Die Zwei-Staaten-Lösung ist tot, aber ohne palästinensische Souveränität gibt es keine Zukunft für Gaza und keine arabisch-israelische Normalisierung. Für eine Lösung in Gaza, die den Palästinensern ein Leben in Würde und den Israelis Sicherheit bringt, sind der Abzug der israelischen Armee und ein freier, aber international überwachter Waren- und Personenverkehr grundlegend. 

Denn unter einer dauerhaften israelischen Militärkontrolle wird sich in Gaza kein arabisches Land engagieren.
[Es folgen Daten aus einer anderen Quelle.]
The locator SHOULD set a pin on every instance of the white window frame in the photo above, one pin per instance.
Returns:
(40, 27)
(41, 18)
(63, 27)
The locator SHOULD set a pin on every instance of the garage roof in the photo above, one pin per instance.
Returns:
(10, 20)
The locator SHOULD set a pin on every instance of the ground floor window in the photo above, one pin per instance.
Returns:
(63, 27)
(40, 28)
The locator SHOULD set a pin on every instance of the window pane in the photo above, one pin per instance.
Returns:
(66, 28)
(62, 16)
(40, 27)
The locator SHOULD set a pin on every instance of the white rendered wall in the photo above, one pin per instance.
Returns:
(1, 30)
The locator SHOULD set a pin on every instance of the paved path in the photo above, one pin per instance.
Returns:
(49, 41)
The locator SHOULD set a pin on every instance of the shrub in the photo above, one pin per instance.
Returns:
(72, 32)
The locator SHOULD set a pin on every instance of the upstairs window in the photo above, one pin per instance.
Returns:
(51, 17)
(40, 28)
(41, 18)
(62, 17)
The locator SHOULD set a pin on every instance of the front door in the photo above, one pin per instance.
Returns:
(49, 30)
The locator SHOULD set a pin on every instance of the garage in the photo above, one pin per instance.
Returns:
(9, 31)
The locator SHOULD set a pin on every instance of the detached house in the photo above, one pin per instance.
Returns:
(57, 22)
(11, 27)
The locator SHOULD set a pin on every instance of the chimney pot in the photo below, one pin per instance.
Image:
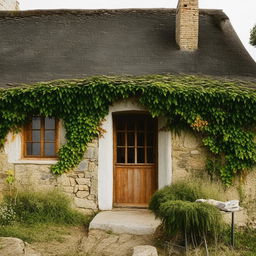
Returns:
(187, 24)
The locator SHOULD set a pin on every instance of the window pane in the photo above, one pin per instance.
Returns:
(140, 139)
(130, 124)
(120, 139)
(140, 155)
(33, 149)
(150, 139)
(49, 136)
(49, 123)
(130, 139)
(131, 156)
(141, 125)
(120, 125)
(36, 135)
(49, 149)
(120, 155)
(150, 155)
(36, 122)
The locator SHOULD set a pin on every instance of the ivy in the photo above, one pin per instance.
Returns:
(222, 111)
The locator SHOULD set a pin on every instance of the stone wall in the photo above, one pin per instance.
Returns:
(189, 156)
(9, 5)
(187, 24)
(80, 184)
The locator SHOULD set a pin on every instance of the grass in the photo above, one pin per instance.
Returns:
(31, 207)
(245, 244)
(40, 232)
(39, 216)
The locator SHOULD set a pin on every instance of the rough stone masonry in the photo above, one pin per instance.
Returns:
(187, 24)
(9, 5)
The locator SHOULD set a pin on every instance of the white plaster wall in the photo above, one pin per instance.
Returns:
(105, 168)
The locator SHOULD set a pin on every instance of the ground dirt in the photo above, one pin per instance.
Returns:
(79, 242)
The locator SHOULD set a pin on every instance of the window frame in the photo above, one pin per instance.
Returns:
(42, 141)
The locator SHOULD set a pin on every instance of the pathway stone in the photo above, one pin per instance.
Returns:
(145, 250)
(136, 222)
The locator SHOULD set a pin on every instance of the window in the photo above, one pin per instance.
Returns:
(40, 138)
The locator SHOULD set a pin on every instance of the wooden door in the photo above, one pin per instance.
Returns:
(135, 159)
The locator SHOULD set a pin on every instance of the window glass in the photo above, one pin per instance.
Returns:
(40, 137)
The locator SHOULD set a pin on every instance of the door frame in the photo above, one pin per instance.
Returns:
(105, 154)
(134, 114)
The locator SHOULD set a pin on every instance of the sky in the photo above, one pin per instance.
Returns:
(242, 13)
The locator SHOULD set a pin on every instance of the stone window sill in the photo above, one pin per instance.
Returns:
(35, 161)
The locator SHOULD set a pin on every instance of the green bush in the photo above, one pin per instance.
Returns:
(180, 215)
(43, 207)
(182, 190)
(196, 220)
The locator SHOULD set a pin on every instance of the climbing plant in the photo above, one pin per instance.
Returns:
(222, 111)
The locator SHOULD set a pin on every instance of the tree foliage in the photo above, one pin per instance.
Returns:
(222, 111)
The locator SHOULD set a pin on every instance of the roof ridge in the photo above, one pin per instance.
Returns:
(45, 12)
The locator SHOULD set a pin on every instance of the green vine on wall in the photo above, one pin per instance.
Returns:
(223, 111)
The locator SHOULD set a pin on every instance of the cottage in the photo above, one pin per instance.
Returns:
(135, 155)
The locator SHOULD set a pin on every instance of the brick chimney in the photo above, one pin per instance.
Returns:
(187, 24)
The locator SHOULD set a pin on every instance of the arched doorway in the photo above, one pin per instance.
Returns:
(135, 159)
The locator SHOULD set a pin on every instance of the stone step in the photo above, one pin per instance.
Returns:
(129, 221)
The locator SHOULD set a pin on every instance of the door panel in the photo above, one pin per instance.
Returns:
(135, 162)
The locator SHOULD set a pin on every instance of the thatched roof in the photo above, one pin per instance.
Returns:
(65, 44)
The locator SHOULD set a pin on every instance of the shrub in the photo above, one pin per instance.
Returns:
(43, 207)
(180, 215)
(195, 220)
(182, 190)
(7, 214)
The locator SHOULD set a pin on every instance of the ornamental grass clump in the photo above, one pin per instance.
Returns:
(198, 222)
(192, 222)
(183, 191)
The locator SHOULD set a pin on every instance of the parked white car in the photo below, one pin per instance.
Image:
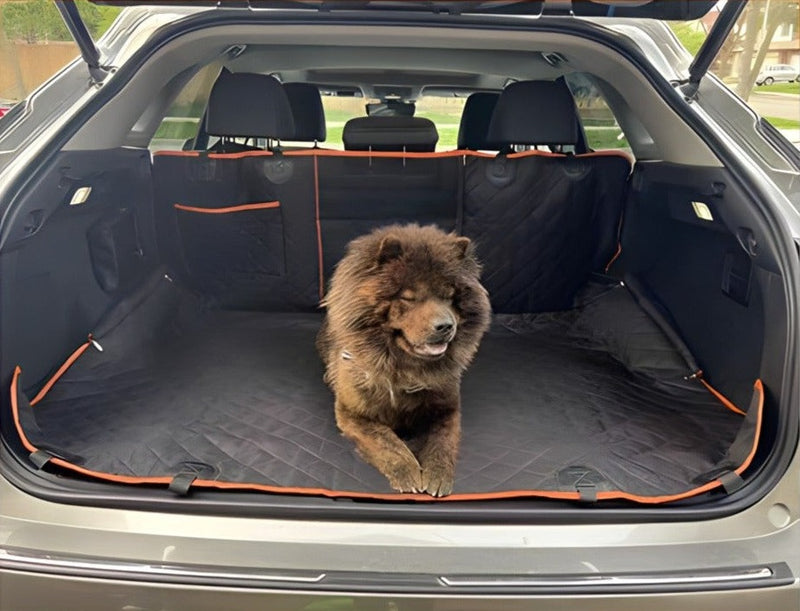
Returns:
(776, 73)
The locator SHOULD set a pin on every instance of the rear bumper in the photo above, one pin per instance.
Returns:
(22, 590)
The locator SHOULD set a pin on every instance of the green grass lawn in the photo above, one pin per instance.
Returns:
(778, 88)
(784, 123)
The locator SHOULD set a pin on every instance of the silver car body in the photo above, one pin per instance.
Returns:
(66, 555)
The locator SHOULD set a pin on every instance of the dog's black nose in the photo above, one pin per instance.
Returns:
(443, 327)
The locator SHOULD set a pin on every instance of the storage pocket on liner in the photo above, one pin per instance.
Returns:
(233, 245)
(115, 251)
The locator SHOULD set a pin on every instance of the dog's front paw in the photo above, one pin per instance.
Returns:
(405, 475)
(437, 481)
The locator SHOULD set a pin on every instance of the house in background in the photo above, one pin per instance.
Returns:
(784, 48)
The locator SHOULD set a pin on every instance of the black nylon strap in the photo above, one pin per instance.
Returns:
(181, 483)
(40, 458)
(588, 493)
(731, 481)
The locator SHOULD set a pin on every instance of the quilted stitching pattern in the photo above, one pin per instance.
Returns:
(541, 235)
Die finanzielle, politische, wirtschaftliche und womöglich militärische Unterstützung der Nachbarstaaten ist für eine Wiederauferstehung Gazas jedoch unverzichtbar. 
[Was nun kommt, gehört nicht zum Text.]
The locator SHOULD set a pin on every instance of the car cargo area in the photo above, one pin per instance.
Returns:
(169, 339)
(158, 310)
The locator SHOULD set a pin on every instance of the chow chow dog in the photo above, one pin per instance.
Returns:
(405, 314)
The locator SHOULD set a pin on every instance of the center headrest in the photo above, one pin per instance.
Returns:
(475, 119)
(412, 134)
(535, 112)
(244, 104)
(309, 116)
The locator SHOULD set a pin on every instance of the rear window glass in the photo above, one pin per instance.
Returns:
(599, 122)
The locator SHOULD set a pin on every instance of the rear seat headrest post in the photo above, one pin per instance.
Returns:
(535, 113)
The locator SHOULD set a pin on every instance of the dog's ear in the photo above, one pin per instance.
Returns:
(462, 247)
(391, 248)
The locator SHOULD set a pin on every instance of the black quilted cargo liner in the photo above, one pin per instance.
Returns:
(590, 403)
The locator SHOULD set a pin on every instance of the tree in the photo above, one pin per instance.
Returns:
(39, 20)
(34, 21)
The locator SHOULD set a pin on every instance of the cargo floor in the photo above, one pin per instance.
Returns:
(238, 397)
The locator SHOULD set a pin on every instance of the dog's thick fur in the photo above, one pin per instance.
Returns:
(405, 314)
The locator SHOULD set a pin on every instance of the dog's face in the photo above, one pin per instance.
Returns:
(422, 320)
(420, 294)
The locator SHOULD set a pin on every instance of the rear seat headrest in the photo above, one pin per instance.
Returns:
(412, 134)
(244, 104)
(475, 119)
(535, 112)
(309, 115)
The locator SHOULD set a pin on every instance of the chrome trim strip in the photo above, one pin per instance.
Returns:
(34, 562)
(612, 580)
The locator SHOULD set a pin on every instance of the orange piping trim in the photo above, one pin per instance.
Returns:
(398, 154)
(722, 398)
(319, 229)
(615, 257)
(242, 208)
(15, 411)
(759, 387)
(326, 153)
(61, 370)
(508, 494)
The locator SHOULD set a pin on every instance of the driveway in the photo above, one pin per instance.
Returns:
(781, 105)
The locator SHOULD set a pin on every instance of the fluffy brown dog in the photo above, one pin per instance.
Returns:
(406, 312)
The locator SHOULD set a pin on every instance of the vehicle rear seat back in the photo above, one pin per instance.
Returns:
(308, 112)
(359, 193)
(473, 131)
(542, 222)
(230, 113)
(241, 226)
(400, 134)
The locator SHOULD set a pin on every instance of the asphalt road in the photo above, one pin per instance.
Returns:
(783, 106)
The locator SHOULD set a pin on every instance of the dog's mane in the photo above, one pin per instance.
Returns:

Deshalb reist US-Außenminister Anthony Blinken regelmäßig nach Saudi-Arabien, Katar, Jordanien und Ägypten, bevor er Gespräche in Tel Aviv und Ramallah führt. Um der israelischen Regierung ein Bekenntnis zu einem souveränen palästinensischen Staat abzuringen, lockt er mit besseren Beziehungen zur arabischen Nachbarschaft. Blinken weiß: Für eine Normalisierung ihrer Beziehungen zu Israel bestehen Saudi-Arabien und andere – im Gegensatz zu früher – auf eine Selbstbestimmung der Palästinenser. 

Da diese nicht absehbar ist, muss sie zumindest von Israel in Aussicht gestellt und von den USA und Europa vorangetrieben werden. Verweigert die israelische Regierung den Palästinensern weiterhin das Recht auf staatliche Souveränität, sollten Amerikaner und Europäer dem Beispiel der mehr 100 Länder folgen, die Palästina bereits als Staat anerkannt haben. Unilateral wäre dann nicht die weltweite Anerkennung, sondern Israels Verweigerung palästinensischer Staatlichkeit.  

Am Ende wird nicht die 1993 in Oslo anvisierte Zwei-Staaten-Lösung stehen, da die Mehrheit der mittlerweile 700.000 israelischen Siedler im Westjordanland und in Ost-Jerusalem sich nicht in Luft auflösen und nirgendwo hingehen wird. Realistischer erscheint deshalb eine Konföderation zweier Staaten – ein seit Jahren in Fachkreisen diskutierter Vorschlag, der die beiden größten Probleme lösen würde: das Fortbestehen Israels als jüdischer Staat und das Rückkehrrecht der Palästinenser. 

Dabei gäbe es einen israelischen und einen palästinensischen Staat (ungefähr in den Grenzen von 1967), deren Staatsbürger – ähnlich wie innerhalb der Europäischen Union – im jeweils anderen Land wohnen können, ohne jedoch die dortige Staatsangehörigkeit zu erwerben. Ein Siedler bleibt israelischer Staatsbürger und wählt in Israel, auch wenn er im Westjordanland lebt und den dortigen Gesetzen untersteht. 

Ein Palästinenser aus Berlin oder Bethlehem wird palästinensischer Staatsbürger und wählt das Parlament in Ramallah, auch wenn er nach Haifa oder Tel Aviv zieht. Einwanderungsgesetze würden den Zuzug auf beiden Seiten steuern. Dadurch bliebe Israel jüdisch und Palästina arabisch – und doch könnten Menschen wohnen, wo sie wollen oder bleiben, wo sie sind. 

Eine derartige Lösung ist schwer vorstellbar in der aktuellen Situation, zu groß sind Misstrauen, Angst und Hass auf beiden Seiten. Aber ohne Vision keine Annäherung. Und ohne Annäherung nur mehr Gewalt und Eskalation – in der gesamten Region.